Confessando a existência de uma das minhas excentricidades e a respeito de um certo fundo imobiliário


Louis Frankenberg,CFP®    08-02-2012

Da Europa eu trouxe quase um quilo de jornais com notícias financeiras recortadas que andei coletando pelo tempo em que lá estive.
Minha mulher costumeiramente tenta me impedir de carregar os mesmos comigo devido o peso e espaço  que ocupam nas malas.  Felizmente, por enquanto continuo  levando a melhor  na discussão que geralmente passa  a ocorrer e ela os acaba acomodando no fundo das malas e bolsas. 
Ela costuma ser a triunfante comandante pois é a que faz e desfaz estas mesmas malas, mas prefiro pensar que sou  eu o mais esperto para não entrar em alguma virtual auto depressão, pois  vingativamente fico imaginando que  em virtude destes  meus recortes  ela precisa limitar   suas  aquisições no exterior.  Naturalmente também fico antecipadamente pensando a respeito das futuras faturas do cartão de crédito que me aguardarão na volta da viagem.
Essas coisas acontecem justamente a mim que vivo ensinando aos consumistas inveterados de que devem se limitar ao essencial no uso do cartão de crédito... Infelizmente também para este  mortal planejador financeiro cola perfeitamente o adágio, “Casa de ferreiro, espeto de pau”.
Na certa  ela acha que  sou um maníaco financeiro que não encontra qualquer graça no fato de gastar dinheiro a rodo em roupas e cosméticos, pois a noite  no hotel ou então espremido  em alguma  poltrona de avião, sem tesoura  comigo, (arma proibida a ser carregada nos dias de hoje) rasgo  a mão e da melhor maneira possível, os jornais com os assuntos que me interessam guardar, para  posteriormente  decifrá-los com mais calma. 
De volta da viagem sempre  me encontro com calhamaços  de artigos, crônicas e  pesquisas que devo classificar e guardar.
Invariavelmente passo a ter dúvidas  colossais; quais dos assuntos continuam sendo atuais e que devo abordar em alguma das minhas crônicas.
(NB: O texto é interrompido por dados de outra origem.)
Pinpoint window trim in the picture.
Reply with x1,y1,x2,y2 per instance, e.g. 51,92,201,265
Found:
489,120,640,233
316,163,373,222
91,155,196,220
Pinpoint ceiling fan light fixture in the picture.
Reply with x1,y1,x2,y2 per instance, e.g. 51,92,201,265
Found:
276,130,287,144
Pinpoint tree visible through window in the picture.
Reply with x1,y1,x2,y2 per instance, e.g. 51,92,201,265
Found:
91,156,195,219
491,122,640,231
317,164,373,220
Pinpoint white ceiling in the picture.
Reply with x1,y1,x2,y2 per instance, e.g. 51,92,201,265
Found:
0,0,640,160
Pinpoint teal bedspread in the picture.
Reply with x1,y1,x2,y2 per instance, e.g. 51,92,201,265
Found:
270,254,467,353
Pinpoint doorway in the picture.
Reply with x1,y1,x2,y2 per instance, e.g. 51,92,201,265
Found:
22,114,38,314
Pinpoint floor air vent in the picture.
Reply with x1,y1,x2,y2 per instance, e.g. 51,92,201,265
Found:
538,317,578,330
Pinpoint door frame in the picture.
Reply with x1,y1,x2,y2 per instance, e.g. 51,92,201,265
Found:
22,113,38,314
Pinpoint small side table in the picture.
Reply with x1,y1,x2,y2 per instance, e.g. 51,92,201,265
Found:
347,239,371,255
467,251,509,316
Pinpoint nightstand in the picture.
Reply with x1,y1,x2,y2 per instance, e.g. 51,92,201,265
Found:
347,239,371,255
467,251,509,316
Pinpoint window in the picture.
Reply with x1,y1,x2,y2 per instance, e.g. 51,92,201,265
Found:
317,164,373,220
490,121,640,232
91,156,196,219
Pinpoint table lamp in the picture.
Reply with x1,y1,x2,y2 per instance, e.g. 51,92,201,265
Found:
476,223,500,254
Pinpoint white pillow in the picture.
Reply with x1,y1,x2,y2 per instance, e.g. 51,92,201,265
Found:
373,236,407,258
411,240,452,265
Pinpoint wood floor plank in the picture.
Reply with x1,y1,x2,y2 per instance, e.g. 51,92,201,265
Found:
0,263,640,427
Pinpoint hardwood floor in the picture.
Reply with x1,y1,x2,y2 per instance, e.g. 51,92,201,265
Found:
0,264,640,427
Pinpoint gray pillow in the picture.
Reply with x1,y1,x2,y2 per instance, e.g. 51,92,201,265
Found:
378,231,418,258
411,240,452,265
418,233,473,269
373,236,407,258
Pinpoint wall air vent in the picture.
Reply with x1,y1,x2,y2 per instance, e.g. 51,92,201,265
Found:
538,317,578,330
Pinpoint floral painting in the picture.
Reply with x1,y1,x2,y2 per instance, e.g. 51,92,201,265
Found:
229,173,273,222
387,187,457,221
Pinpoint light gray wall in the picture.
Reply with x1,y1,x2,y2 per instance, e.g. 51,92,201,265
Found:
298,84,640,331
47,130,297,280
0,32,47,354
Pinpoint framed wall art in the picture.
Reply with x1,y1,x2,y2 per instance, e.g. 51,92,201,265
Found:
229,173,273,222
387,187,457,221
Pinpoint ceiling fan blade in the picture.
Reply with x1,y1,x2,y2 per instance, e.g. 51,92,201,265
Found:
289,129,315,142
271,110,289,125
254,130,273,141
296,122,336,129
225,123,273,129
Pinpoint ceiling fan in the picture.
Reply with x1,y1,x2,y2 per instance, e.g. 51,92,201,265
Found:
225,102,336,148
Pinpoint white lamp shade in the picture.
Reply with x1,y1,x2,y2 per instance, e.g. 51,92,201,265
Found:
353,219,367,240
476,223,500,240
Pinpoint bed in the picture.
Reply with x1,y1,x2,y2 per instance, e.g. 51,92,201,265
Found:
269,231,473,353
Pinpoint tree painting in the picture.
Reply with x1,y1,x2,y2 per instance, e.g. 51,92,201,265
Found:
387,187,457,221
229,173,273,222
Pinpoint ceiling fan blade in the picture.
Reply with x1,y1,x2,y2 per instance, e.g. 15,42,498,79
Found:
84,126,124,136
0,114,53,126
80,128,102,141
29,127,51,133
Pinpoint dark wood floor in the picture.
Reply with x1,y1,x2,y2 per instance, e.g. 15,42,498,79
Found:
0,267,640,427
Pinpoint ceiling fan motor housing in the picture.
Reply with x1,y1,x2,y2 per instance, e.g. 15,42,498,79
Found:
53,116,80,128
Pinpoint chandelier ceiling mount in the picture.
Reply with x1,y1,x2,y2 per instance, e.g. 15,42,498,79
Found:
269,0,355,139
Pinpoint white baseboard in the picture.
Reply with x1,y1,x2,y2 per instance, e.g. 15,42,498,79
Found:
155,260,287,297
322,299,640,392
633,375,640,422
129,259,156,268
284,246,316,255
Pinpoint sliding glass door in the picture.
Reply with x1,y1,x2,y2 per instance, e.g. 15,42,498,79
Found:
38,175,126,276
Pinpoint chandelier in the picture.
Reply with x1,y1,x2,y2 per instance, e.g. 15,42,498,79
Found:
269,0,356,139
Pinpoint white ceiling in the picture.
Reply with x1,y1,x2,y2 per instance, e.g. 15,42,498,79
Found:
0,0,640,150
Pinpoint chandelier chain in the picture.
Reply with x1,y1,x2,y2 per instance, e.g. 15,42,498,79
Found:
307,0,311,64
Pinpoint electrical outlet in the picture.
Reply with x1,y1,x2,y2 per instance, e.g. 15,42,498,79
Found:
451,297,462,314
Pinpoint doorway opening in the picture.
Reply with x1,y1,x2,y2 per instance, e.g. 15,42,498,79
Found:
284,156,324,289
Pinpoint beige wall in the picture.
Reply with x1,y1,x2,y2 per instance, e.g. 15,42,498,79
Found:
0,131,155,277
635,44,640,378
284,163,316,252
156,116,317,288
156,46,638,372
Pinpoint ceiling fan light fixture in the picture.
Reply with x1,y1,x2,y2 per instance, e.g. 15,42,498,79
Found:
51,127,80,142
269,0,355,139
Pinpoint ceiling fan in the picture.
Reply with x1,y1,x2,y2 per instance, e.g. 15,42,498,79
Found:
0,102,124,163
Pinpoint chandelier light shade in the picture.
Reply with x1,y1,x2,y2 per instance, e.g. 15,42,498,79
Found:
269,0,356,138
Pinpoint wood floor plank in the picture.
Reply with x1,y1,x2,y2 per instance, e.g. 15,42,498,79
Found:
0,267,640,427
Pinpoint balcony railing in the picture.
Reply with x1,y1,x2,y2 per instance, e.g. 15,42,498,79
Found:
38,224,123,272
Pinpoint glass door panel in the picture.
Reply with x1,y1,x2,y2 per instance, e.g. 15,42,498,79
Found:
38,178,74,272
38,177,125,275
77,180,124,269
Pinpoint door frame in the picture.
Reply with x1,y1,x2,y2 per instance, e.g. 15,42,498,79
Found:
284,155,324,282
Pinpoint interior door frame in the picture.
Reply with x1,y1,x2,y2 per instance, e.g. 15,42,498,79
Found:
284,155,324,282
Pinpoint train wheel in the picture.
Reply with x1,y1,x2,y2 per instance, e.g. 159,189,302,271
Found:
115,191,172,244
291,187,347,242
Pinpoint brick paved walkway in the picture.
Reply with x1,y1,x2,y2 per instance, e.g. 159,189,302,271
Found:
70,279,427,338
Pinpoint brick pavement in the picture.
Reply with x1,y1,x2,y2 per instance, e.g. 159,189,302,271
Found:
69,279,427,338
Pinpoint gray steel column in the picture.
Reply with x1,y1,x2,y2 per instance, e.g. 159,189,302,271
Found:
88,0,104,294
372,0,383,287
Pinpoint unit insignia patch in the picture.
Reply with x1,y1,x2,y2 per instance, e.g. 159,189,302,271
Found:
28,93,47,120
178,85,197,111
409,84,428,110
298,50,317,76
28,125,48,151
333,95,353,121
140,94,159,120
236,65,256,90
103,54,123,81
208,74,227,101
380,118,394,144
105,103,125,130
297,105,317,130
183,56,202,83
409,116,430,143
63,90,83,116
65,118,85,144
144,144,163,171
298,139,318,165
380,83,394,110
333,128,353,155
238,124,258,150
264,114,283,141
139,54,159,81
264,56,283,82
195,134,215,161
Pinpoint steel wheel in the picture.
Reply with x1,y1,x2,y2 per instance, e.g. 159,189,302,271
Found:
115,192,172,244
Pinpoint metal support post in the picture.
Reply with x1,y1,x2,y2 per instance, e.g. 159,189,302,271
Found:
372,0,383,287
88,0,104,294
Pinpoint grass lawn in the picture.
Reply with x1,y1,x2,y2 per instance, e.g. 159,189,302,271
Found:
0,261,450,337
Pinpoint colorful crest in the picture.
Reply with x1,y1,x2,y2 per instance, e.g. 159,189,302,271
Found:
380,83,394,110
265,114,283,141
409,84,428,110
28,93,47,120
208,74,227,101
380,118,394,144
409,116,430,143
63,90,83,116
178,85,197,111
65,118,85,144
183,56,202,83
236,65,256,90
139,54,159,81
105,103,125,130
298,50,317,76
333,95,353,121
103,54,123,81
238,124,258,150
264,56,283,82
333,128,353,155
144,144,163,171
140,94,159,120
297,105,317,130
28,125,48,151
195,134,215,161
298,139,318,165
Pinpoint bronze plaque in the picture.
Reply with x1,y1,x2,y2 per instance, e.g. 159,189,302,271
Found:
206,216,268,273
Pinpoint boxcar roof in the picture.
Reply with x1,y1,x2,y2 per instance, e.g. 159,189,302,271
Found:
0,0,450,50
Será que tal assunto será de interesse dos meus  leitores?
Será que meus leitores brasileiros irão apreciar quando escrevo algo a respeito de finanças  da Europa ou dos Estados Unidos ? 
São esses alguns dos pensamentos que presentemente ocupam meu embaralhado cérebro, que continua pensando mais  na viagem que já findou e nas maravilhas vistas e familiares visitados! 
Podem me tachar  de excêntrico,  já estou acostumado.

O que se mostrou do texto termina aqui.